Should we worry about snails?
Yes i say because they are part of the ecosystem and we just don't know how everything fits together. Losing one species can create a cascade effect where the fingers of instability can go for a long way thus creating whole series of extinctions.
"The population of rare native land snails moved at great expense from a West Coast mountain to make way for coal mining are struggling to survive in their new homes, the Department of Conservation has revealed.
DOC says the limited data it has on the snails' performance since they were plucked from Mt Augustus in 2006 and shifted to nearby hillsides suggests they may die out in the wild. "
So humans don't know best and the reason these snails were moved?
"The news has reinforced environmentalists' arguments that the snails have been endangered for the sake of coalmining.
The Forest and Bird Society's Nelson-based regional field officer, Debs Martin, said the Mt Augustus snails had fallen "victim to economic desire".
"The thing we're starting to see now is the worst coming out, and it could well be that that particular species of snail becomes functionally extinct in the wild," Ms Martin said.
DOC had been monitoring the snails' performance in the wild by tracking 200 of them fitted with tiny transponders.
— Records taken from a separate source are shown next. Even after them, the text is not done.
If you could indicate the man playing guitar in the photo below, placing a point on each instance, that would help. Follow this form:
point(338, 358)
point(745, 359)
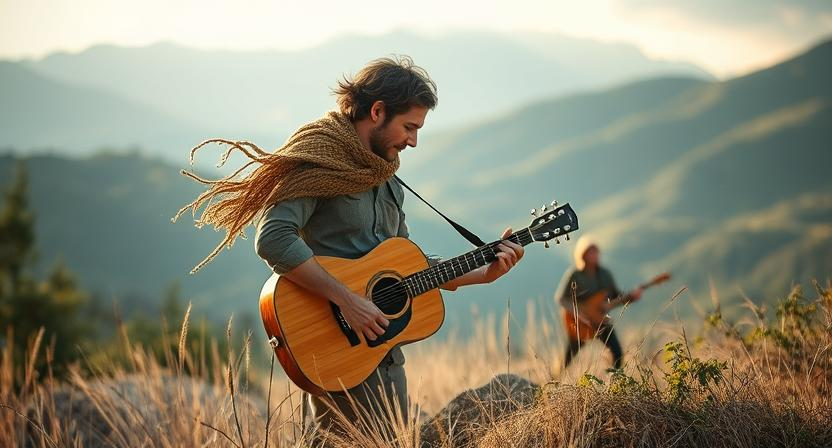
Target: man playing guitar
point(330, 192)
point(585, 294)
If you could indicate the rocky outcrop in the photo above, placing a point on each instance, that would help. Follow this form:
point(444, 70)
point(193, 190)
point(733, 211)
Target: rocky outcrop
point(472, 412)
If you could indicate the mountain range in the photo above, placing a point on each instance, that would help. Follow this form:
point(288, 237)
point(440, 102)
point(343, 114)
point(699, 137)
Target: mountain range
point(724, 183)
point(166, 98)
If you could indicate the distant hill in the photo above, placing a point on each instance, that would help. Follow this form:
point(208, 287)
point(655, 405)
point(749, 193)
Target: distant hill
point(657, 168)
point(264, 95)
point(37, 111)
point(717, 181)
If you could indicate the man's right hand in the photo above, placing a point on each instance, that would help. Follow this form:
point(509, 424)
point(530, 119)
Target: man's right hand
point(363, 315)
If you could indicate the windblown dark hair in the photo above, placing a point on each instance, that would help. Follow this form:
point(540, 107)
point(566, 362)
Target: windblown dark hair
point(395, 81)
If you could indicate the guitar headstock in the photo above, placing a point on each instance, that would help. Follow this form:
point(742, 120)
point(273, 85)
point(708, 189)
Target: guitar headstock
point(553, 224)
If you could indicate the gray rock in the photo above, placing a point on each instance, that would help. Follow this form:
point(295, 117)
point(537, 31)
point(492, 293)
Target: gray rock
point(470, 413)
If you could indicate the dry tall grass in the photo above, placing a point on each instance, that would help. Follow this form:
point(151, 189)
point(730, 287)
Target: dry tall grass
point(763, 381)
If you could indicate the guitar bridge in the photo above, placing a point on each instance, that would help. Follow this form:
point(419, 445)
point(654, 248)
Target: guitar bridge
point(345, 327)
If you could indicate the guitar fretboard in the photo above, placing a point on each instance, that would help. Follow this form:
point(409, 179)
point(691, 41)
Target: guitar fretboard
point(434, 276)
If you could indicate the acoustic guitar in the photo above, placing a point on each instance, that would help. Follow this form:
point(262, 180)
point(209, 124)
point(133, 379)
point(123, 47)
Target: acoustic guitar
point(592, 312)
point(313, 342)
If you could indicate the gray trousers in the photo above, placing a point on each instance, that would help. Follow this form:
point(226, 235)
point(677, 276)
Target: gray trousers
point(371, 406)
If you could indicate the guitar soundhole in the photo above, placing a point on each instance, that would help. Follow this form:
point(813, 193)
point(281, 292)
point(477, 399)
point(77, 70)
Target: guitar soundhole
point(389, 295)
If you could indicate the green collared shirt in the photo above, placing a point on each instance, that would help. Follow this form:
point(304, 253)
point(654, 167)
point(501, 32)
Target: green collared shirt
point(586, 285)
point(346, 226)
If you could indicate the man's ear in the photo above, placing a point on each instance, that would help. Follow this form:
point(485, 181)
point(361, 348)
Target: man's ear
point(377, 112)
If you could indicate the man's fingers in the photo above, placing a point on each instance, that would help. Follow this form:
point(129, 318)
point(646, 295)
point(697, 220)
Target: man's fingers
point(507, 253)
point(369, 334)
point(376, 328)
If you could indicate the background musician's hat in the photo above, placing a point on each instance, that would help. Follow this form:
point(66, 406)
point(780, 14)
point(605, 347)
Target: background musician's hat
point(584, 243)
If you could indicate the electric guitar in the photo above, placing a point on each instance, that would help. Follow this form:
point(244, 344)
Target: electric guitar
point(317, 348)
point(592, 312)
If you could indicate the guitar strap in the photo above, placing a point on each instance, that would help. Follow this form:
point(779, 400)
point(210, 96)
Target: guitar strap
point(467, 234)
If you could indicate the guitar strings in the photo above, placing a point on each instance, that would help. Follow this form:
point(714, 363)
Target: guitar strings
point(393, 293)
point(387, 295)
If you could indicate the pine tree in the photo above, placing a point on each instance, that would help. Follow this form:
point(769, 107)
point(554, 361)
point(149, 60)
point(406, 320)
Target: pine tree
point(26, 303)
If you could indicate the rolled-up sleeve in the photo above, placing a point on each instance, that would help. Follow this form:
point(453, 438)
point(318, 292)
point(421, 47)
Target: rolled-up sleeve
point(278, 241)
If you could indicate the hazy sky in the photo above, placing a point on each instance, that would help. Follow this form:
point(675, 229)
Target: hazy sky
point(726, 37)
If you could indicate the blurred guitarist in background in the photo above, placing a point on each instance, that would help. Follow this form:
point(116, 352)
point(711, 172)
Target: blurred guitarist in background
point(585, 293)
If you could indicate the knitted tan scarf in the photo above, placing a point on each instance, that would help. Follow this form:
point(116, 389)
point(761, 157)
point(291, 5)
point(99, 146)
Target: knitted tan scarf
point(324, 158)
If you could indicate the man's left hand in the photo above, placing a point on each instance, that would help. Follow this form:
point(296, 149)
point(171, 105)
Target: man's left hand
point(509, 254)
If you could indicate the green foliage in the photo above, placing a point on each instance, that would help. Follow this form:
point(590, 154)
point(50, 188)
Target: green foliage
point(588, 380)
point(689, 375)
point(622, 384)
point(28, 304)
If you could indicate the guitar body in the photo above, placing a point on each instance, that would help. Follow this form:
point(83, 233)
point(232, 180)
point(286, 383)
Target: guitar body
point(592, 313)
point(319, 354)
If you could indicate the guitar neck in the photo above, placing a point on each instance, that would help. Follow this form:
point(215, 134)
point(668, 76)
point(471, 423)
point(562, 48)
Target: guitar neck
point(439, 274)
point(624, 298)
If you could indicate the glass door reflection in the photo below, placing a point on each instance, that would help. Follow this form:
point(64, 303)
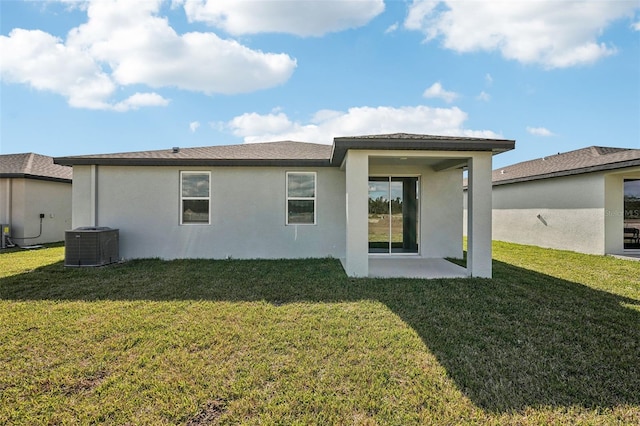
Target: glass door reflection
point(393, 214)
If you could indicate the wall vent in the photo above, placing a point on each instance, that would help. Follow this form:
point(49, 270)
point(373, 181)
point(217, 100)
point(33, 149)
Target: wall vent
point(91, 246)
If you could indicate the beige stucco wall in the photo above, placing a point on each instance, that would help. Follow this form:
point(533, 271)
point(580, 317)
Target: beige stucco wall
point(562, 213)
point(582, 213)
point(247, 212)
point(21, 202)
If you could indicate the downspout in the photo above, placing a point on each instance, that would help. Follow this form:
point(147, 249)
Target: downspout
point(8, 202)
point(94, 196)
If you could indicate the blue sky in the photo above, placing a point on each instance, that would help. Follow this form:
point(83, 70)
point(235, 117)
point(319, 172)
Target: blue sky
point(89, 77)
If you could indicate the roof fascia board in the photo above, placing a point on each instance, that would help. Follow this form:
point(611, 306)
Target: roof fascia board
point(342, 145)
point(584, 170)
point(71, 161)
point(33, 177)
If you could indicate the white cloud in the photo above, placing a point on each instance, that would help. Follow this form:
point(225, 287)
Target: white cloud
point(488, 79)
point(484, 96)
point(125, 43)
point(539, 131)
point(141, 100)
point(528, 31)
point(391, 28)
point(437, 91)
point(327, 124)
point(303, 18)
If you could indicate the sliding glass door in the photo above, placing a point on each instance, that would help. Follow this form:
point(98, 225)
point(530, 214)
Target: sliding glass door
point(632, 214)
point(393, 214)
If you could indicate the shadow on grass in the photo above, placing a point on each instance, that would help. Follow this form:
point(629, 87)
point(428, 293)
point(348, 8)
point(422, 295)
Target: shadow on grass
point(521, 340)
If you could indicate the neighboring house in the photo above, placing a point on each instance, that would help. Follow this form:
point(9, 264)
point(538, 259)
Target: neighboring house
point(35, 198)
point(360, 199)
point(586, 200)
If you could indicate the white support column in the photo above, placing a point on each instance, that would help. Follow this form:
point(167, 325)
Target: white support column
point(357, 203)
point(479, 216)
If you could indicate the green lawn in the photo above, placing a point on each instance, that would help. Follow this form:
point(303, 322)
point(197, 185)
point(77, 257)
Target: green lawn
point(554, 338)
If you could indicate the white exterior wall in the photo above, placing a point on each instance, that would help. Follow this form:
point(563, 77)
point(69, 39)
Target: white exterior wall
point(21, 202)
point(356, 165)
point(571, 213)
point(248, 212)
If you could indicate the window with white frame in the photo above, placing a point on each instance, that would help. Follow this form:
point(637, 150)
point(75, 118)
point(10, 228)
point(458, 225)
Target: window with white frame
point(195, 198)
point(301, 198)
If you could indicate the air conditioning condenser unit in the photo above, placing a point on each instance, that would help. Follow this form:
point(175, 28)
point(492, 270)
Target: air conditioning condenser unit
point(91, 246)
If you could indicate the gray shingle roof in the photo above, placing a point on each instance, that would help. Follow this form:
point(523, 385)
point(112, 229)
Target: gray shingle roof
point(585, 160)
point(254, 154)
point(33, 166)
point(288, 153)
point(408, 141)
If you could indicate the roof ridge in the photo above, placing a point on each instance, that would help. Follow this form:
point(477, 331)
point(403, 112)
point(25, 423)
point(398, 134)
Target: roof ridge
point(29, 162)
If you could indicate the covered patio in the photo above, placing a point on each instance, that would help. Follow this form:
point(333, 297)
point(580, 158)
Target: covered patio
point(425, 209)
point(413, 267)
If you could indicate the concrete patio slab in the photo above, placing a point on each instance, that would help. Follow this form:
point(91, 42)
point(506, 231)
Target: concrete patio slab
point(414, 267)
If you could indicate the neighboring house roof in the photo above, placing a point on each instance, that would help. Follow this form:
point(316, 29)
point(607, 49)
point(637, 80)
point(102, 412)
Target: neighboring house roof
point(288, 153)
point(33, 166)
point(585, 160)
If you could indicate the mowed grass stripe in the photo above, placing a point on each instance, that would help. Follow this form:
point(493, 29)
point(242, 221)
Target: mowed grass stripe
point(297, 342)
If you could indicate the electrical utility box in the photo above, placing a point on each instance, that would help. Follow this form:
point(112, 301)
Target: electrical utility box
point(5, 235)
point(91, 246)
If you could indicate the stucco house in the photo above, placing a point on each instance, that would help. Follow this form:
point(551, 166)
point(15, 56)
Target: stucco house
point(587, 200)
point(385, 205)
point(35, 199)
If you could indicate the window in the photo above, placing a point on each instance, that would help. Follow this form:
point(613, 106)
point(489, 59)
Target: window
point(194, 197)
point(301, 198)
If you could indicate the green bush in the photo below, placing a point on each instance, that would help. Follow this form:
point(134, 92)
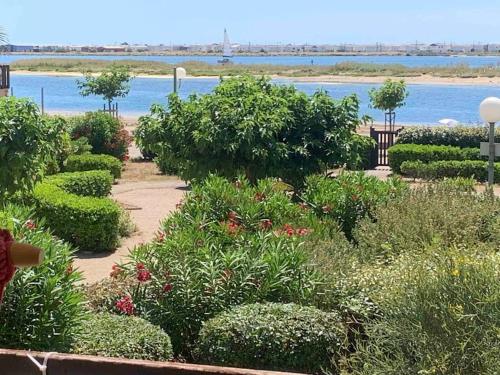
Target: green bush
point(400, 153)
point(284, 337)
point(27, 145)
point(458, 136)
point(79, 163)
point(43, 307)
point(449, 168)
point(108, 335)
point(90, 223)
point(249, 125)
point(105, 133)
point(90, 183)
point(441, 317)
point(350, 196)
From what was known about those snails, the various populations had estimated survival rates of 55 to 79 per cent, which suggested they would not survive in the long term. Survival rates had slid since reports last year showed the best group was maintaining 90 per cent of its population.
Solid Energy spokesman Bryn Somerville said there were still many unknowns about the snails and while it appeared some of the relocated populations "aren't going to make it", research to keep the species alive in the wild was ongoing and the captive population remained as "insurance". "
One unknown that is known Bryn is that if you dig up the ground and move the snails they don't survive.
"Asked if DOC would recommend a similar exercise to shift a snail population if a case arose again, Ms Weston said: "We prefer to maintain powelliphanta populations within their existing ecosystems "
Why do it the first time, under a labour government? Money and greed. We have to make sure there is no second or third time.